Blog de Cheikh Yerim Seck

Qui mange la croissance produite par le peuple sénégalais ? (Par Mamadou Lamine Diallo)

Réponse : Macky Sall, ses « Nommés » et les entreprises étrangères
La croissance se « mange », elle est partagée entre les salariés, l’Etat et les entreprises. La croissance produite par le peuple sénégalais et sa diaspora se divise en deux : une croissance structurelle de long terme de 2,5 à 3% soutenue par la démographie et l’adaptation au numérique et une partie conjoncturelle de 0 à 2,5-3% qui dépend de la Chine, de l’endettement de l’Etat, de la pluie et du prix du pétrole.
Pour le partage de la croissance, l’ANSD estime qu’il se présente ainsi : 22% pour les salariés, 11% l’Etat et 67% les entreprises et leurs propriétaires.
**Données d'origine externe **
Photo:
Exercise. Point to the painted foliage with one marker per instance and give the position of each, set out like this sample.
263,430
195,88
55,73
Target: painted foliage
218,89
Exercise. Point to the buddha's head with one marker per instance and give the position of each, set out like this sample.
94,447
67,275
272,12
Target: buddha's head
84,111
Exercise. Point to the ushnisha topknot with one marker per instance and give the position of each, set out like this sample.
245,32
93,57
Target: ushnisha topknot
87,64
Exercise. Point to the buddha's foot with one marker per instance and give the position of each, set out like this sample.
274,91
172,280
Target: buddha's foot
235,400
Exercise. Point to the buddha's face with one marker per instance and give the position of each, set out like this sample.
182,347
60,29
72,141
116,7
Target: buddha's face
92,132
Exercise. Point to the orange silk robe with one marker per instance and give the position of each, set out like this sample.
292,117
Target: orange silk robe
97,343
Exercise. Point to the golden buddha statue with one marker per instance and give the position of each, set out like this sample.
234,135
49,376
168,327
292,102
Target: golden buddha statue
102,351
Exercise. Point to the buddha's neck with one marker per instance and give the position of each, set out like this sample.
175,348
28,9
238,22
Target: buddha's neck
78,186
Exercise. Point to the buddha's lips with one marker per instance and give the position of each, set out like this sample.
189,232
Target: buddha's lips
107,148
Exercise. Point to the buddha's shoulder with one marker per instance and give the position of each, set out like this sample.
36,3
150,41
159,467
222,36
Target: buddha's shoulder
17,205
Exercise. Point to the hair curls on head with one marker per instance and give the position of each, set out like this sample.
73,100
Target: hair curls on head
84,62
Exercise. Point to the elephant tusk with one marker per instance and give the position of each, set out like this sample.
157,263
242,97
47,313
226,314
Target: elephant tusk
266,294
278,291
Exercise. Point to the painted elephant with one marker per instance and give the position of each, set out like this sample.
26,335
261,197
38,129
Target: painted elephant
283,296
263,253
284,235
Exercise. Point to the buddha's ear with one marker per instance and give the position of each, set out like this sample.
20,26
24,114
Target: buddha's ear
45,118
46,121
Cela signifie que le salarié du secteur informel se retrouve avec 56 000 francs par mois en moyenne alors que celui du secteur moderne est à 210 000 francs, la moyenne pour le fonctionnaire de l’Etat est à 500 000 francs par mois.
Pour l’entreprise, en moyenne, celle du secteur informel se retrouve autour de 11 millions d’excédent brut par an tandis que pour le secteur moderne, c’est 315 millions de francs. On voit bien que c’est la grande entreprise qui tire son marron du feu alors que le salarié du secteur informel est écrasé par les inégalités.
Au total, sur la base des chiffres fournis par Macky Sall et ses « Nommés », les gagnants de la croissance de Macky Sall sont les grandes entreprises étrangères et les entreprises qui bénéficient des subventions de l’Etat d’une part ; D’autre part, chez les salariés, ce sont les DG et autres affidés politiques.


1 Comment

  1. Caractéristiques typiques de pays soit disant émergents:
    – une économie dépendante de facteurs exogènes : investissements étrangers, endettement, prix du pétrole, pluie;
    – une croissance extravertie; les nouvelles richesses creees sont détournées par l’etranger;
    – une économie désarticulée constituée pour l’essentiel d’un secteur informel, symptôme du sous développement, sous financé, improductif ;
    – poids élevé du secteur public dont les prélèvements s’operent Principalement au profit des rémunérations de ses agents et plus particulièrement des dirigeants au détriment des services publics de base (santé, éducation etc.).
    Resultat: le peuple s’appauvrit malgré la croissance; nos dirigeants se gavent des miettes laissées par le capital étranger et l’economie De traite installée depuis la colo se renforce!!!